Bastoni, Schlotterbeck and a defensive fork in the road
At centre-back, Mourinho has not left room for ambiguity. He has given Madrid two names: Alessandro Bastoni and Nico Schlotterbeck.
Both fit the profile. Both are left-footed defenders comfortable stepping into midfield, both aggressive in duels, both capable of anchoring a high line. The kind of defender who can turn a good back four into a dominant one.
The debate inside the club over which to prioritise has not yet been made public. Schlotterbeck has featured heavily in recent media reports, his name circling around the Bernabéu as an attainable, high-upside option.
Then came the setback. An injury ruling him out for six to eight weeks. Not season-ending, but significant enough to throw a cloud over any immediate move. When you are Real Madrid and building a defence for the long term, do you wait? Or do you pivot to the fit and ready Bastoni?
That is the decision now looming over the club’s recruitment team.
Chasing a Modrić heir
If the centre-back search is a question of timing, the midfield chase is a question of identity.
Mourinho wants a Modrić-type midfielder. Not a like-for-like clone – there is only one Luka Modrić – but someone who can take the ball in tight spaces, set the tempo, and switch seamlessly between breaking lines and closing them.
Two names sit on his list: Enzo Fernández and Mateus Fernandes.
Enzo, currently at Chelsea, is the more established of the two. A World Cup winner, a deep-lying playmaker with range in his passing and bite in the tackle, he looks tailor-made for a side that expects to dominate the ball and the scoreboard. Within the club, he is viewed as the preferred option for that role.

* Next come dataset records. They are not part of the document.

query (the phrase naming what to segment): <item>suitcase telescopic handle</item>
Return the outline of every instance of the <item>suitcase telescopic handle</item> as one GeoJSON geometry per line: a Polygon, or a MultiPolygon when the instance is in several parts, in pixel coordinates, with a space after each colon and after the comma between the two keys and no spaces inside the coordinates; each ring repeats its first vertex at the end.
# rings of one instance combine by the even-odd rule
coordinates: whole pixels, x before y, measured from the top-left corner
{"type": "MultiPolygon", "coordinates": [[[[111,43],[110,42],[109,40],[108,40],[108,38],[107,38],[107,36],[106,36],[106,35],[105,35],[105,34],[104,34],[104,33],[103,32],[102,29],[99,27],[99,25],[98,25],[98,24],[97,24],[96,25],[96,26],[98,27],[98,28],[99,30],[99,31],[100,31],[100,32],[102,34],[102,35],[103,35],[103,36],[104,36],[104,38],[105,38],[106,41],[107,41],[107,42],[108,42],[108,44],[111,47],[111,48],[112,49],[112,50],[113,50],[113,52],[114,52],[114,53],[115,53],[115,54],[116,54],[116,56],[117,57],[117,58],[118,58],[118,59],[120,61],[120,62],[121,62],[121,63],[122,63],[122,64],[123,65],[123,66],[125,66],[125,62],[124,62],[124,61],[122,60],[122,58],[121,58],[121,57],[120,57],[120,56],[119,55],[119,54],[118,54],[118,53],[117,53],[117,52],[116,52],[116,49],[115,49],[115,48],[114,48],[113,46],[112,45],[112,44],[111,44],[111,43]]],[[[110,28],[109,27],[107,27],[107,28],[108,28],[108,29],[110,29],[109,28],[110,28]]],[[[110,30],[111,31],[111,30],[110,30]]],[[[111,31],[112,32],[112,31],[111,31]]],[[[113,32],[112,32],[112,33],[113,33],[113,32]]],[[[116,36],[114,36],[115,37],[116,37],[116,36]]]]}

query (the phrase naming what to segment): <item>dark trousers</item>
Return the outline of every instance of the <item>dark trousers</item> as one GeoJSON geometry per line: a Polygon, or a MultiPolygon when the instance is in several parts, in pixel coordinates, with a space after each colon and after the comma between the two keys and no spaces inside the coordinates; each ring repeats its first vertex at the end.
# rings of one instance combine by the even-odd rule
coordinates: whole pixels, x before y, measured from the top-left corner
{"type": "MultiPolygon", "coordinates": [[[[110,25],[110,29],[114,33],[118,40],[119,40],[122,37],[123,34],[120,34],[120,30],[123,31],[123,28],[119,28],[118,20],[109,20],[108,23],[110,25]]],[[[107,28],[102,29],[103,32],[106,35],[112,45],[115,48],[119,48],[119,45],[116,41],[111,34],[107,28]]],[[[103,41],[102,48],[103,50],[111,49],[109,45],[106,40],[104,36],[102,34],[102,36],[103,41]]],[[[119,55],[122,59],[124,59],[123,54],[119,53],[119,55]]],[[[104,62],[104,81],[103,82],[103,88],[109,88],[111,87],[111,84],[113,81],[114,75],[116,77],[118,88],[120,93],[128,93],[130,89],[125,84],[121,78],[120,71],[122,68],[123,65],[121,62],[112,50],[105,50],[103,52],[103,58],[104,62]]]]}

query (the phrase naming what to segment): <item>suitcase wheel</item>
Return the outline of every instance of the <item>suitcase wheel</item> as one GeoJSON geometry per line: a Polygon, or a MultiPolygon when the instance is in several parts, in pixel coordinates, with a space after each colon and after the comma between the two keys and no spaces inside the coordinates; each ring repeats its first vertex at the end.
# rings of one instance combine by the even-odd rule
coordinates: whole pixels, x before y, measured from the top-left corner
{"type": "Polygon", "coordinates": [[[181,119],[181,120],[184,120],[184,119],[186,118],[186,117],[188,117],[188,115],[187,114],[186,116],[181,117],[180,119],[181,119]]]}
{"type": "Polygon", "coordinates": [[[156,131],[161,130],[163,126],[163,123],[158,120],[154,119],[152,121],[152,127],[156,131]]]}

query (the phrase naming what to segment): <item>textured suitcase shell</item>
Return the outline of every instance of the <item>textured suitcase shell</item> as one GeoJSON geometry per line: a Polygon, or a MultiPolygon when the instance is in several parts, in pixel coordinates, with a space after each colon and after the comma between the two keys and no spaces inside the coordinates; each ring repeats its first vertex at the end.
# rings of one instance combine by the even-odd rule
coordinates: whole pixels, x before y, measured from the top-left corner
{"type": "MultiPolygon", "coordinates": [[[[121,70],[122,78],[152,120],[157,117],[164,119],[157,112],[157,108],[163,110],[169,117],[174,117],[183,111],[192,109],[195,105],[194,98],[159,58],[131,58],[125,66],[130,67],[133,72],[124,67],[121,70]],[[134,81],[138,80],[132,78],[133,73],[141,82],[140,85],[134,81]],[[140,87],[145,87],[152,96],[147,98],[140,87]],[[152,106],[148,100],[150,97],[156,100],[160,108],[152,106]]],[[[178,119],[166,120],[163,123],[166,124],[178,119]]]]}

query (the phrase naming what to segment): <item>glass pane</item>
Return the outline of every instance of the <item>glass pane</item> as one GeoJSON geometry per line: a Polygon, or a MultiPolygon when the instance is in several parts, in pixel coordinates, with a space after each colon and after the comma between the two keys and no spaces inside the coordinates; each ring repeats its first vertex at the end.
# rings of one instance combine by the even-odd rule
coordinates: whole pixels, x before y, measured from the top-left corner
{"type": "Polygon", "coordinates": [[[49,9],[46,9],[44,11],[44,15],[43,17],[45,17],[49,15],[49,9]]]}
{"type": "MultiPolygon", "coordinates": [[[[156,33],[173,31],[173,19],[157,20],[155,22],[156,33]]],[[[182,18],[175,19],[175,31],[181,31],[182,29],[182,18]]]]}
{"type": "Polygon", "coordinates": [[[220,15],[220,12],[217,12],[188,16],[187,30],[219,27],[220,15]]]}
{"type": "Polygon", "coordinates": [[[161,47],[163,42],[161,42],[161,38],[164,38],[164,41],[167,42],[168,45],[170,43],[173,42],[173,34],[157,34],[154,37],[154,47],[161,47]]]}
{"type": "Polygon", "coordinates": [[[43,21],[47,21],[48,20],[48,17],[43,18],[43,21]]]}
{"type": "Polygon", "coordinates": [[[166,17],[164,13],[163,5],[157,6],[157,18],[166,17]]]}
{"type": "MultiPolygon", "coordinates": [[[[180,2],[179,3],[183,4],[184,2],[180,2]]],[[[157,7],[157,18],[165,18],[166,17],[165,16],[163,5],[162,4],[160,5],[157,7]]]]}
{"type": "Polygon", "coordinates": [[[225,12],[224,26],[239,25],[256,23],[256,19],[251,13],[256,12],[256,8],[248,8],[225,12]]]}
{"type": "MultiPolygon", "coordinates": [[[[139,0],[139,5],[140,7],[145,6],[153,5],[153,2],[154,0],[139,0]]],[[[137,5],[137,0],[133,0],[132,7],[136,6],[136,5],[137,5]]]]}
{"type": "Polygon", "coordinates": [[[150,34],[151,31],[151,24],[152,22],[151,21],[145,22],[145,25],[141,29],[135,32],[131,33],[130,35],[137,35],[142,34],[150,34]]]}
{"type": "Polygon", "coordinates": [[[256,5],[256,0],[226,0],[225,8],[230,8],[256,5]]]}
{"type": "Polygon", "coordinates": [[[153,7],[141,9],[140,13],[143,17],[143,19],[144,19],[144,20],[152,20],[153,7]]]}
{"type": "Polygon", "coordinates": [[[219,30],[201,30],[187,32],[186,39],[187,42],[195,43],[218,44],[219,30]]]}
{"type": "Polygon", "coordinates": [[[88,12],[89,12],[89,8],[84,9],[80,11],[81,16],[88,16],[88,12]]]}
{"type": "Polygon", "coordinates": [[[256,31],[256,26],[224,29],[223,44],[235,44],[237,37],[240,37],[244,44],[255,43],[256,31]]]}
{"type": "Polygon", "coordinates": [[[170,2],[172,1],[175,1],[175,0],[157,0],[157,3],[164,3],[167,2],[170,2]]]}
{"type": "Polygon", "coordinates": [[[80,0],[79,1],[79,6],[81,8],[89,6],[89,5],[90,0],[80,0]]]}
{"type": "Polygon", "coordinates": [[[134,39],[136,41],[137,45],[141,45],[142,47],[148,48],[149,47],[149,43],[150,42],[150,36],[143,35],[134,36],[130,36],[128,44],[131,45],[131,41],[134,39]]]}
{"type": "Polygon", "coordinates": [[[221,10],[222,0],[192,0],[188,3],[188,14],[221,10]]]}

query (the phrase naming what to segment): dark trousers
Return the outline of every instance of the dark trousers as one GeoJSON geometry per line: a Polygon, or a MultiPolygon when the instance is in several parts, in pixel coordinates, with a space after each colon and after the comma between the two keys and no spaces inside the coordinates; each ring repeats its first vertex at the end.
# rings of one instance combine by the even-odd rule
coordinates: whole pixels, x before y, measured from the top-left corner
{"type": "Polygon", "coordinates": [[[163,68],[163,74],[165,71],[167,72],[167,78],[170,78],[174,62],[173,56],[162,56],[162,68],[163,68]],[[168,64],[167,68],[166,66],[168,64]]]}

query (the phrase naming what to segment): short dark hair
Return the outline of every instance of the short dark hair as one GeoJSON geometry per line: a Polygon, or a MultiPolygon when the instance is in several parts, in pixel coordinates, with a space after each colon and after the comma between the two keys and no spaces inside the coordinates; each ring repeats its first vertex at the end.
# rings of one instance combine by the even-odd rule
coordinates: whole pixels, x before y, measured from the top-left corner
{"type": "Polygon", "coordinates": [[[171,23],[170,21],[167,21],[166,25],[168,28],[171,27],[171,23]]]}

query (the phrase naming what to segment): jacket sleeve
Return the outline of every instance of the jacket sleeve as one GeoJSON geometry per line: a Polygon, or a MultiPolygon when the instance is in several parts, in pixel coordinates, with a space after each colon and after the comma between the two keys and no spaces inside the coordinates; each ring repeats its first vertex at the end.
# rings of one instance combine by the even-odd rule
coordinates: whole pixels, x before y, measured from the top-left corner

Yet preference does not guarantee speed. Any move for Enzo is not described as imminent. Chelsea hold the cards, and Madrid know they would be entering a complex negotiation for a player signed for a huge fee and tied to a long contract.
Mateus Fernandes, by contrast, represents a different type of opportunity: less proven, more room to grow, potentially easier to prise away. For Mourinho, he is still an “ideal addition” profile-wise, but the sense is clear – if Madrid can find a way to Enzo, they will try.
Mourinho’s imprint all over the project
What is striking about this Madrid summer is not just the volume of business, but the clarity of it.
Konaté, Dumfries, Cucurella, Bernardo Silva – all fit Mourinho’s blueprint. Physical, tactically intelligent, capable of handling the pressure of a club that demands trophies every May. The coach has not simply approved these deals; he has driven them.
Now he is pushing for the next phase, insisting on a defensive cornerstone and a midfield conductor to complete the spine.
How many of those targets Madrid can deliver between now and the end of the window remains to be seen. Injuries, price tags and negotiations will all play their part.
What is not in doubt is Mourinho’s stance. Four signings in, World Cup arrivals secured, and still he is demanding more. At a club that measures itself by European nights and parades through Cibeles, he knows standing still is the quickest way to fall behind.